Q. I recently installed vinyl-coated wallpaper in my kitchen. The wallpaper is perfect, except for one minor problem I have not been able to solve.
The area behind the stove ended up with grease splashes. All of the cleaners I have tried for spot removal also remove the color from the wallpaper.
I have plenty of extra wallpaper to redo this area. Is there any kind of coating I can apply to the paper so grease and food splashes will come off? -- N.S.G.
A. Your best bet is to cover the wallpaper with a sheet of acrylic plastic. Such a panel can be custom cut and is available from a plastics supplier.
Shellac and clear varnish are not recommended because they will damage the wallpaper. Scotchgard is effective until you wash the surface, so it would have to be reapplied after each time you wash.
The next time you buy wallpaper for bath or kitchen, be sure it is solid vinyl that is washable.
Q. I recently purchased a condominium that needs some redecorating. The master bedroom has an 8-foot by 12-foot wall covered with foot-square mirror tiles. Half are designed squares and the other half are smoky gray.
I would like to remove these squares. Could I tackle this job and how do I go about it? -- A.N.
A. An excellent method for removing the mirror tiles is to use ordinary monofilament fishing line rated at 30 pounds to 50 pounds.
Slip the line behind the mirror squares and pull it like a saw in both directions. This will cut through the mastic without damage to the wall or tile.
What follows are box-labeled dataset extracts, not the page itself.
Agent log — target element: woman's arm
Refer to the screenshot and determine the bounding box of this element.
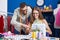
[43,19,52,34]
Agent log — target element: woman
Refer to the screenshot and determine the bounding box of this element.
[27,7,52,35]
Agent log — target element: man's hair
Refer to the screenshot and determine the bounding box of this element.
[20,2,26,8]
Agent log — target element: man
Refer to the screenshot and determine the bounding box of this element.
[11,2,32,34]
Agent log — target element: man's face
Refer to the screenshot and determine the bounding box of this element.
[21,6,27,15]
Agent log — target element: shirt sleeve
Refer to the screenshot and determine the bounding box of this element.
[11,10,21,27]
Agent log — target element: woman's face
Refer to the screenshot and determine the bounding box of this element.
[33,10,39,19]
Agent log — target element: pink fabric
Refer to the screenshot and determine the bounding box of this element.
[55,9,60,26]
[0,15,4,33]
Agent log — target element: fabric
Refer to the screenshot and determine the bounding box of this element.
[11,6,32,31]
[55,9,60,26]
[0,15,4,33]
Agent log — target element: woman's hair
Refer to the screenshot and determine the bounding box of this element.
[30,7,44,24]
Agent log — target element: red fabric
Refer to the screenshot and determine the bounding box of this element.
[0,15,4,33]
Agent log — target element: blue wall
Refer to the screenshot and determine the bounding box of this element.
[8,0,58,13]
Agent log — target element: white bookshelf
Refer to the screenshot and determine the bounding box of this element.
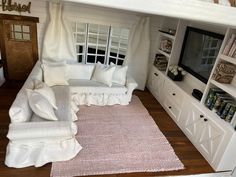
[160,31,175,40]
[157,49,170,60]
[147,19,236,171]
[220,54,236,65]
[211,80,236,98]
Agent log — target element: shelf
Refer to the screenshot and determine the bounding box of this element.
[159,31,175,40]
[157,49,170,60]
[220,54,236,65]
[211,80,236,98]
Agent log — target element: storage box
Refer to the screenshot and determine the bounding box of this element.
[212,61,236,84]
[167,71,183,81]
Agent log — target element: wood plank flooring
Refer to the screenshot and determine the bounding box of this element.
[0,82,213,177]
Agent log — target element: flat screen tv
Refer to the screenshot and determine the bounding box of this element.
[179,27,224,83]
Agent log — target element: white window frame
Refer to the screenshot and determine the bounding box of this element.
[73,22,129,65]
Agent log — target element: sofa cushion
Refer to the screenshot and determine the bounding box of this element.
[111,63,128,85]
[31,85,73,122]
[27,89,58,120]
[33,79,57,109]
[42,63,68,86]
[91,62,116,87]
[67,63,95,80]
[68,79,127,94]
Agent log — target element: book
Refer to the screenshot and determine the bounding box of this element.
[223,34,236,55]
[205,88,225,110]
[228,40,236,57]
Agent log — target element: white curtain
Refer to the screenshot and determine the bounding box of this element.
[42,2,77,62]
[126,17,150,90]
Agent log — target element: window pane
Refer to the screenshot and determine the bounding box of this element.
[77,23,86,33]
[76,34,85,43]
[76,45,84,53]
[118,54,125,59]
[110,48,118,57]
[88,46,96,54]
[89,24,98,34]
[15,32,22,39]
[97,46,106,55]
[98,35,107,45]
[111,37,119,47]
[120,39,128,48]
[23,33,30,41]
[99,25,109,34]
[11,31,15,39]
[88,34,98,44]
[87,55,95,63]
[77,55,84,63]
[109,57,116,64]
[117,60,124,65]
[121,29,129,39]
[97,56,105,64]
[22,25,30,33]
[112,28,121,36]
[14,25,22,32]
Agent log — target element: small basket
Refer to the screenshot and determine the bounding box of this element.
[167,71,183,81]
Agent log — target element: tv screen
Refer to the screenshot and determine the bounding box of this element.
[179,27,224,83]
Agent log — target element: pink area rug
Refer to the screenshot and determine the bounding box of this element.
[51,96,184,177]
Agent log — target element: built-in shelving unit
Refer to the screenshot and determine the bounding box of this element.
[147,18,236,171]
[157,49,170,60]
[211,80,236,98]
[219,54,236,65]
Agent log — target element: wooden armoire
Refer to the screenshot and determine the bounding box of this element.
[0,14,39,80]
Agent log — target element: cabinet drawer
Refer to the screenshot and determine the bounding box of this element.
[164,97,180,121]
[164,81,184,106]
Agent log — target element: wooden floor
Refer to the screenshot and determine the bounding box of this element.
[0,82,213,177]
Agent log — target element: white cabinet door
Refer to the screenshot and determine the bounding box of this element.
[148,67,165,102]
[180,102,226,163]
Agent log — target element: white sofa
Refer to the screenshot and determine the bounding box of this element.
[68,63,137,106]
[5,61,137,168]
[5,62,82,168]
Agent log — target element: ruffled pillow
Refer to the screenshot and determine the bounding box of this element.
[26,89,58,120]
[91,62,116,87]
[111,63,128,85]
[42,62,69,86]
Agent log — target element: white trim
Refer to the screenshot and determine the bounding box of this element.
[64,0,236,27]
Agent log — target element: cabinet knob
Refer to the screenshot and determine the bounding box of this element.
[154,73,158,76]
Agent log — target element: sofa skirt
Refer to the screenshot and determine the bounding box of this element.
[5,137,82,168]
[72,93,131,106]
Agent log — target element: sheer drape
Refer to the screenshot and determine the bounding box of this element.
[126,17,150,90]
[42,2,77,62]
If the tiles do not give way with this method, try using a long, thin, steel spatula behind the tile and with a sliding action, separate the adhesive backing tape from the wall.
This method is recommended for tiles six inches square or less, which are usually made with a two-faced tape adhesive backing.
Larger-size tiles, which tend to cause significant wall damage when removed, are best dealt with by taking a towel-wrapped hammer and breaking each tile with one or two strong taps. Then peel off the broken pieces.
When attempting to remove mirrored tiles, wear both heavy gloves and eye goggles for protection.
Remove any remaining adhesive that sticks to the wall with the proper solvent, depending on the composition of the adhesive backing on the mirror tiles. Often your local paint dealer will help you test for the proper solvent if you can take a sample in with you.
Q. I have a boat, my second home, that has an automobile-type headliner in the ceiling. The former owner was a smoker and the headliner is darkened from the smoke. Please tell me what type of cleaner to use. -- T.H.
A. Usually some type of vinyl fabric is used for headliners on boats. Marine stores carry special products for use on vinyl.
I have found that household cleaners such as 409 or Simple Green do an excellent job in cleaning this type of headliner. Test in an inconspicuous area first.
You may have to repeat the cleaning process several times before you can remove all of the residue that has built up over the years.
Spray the cleaner on the headliner and wipe with a damp sponge to remove all dirt and any of the remaining cleaner. Then go over the area again with a clean wet sponge and dry with a soft cloth.
Another suggestion was offered by one of our readers, who recommended rubbing alcohol as an effective agent for removing smoke stains.
Simply soak a rag in rubbing alcohol and wipe the smoke stains off. Experiment in an inconspicuous area before treating the entire ceiling.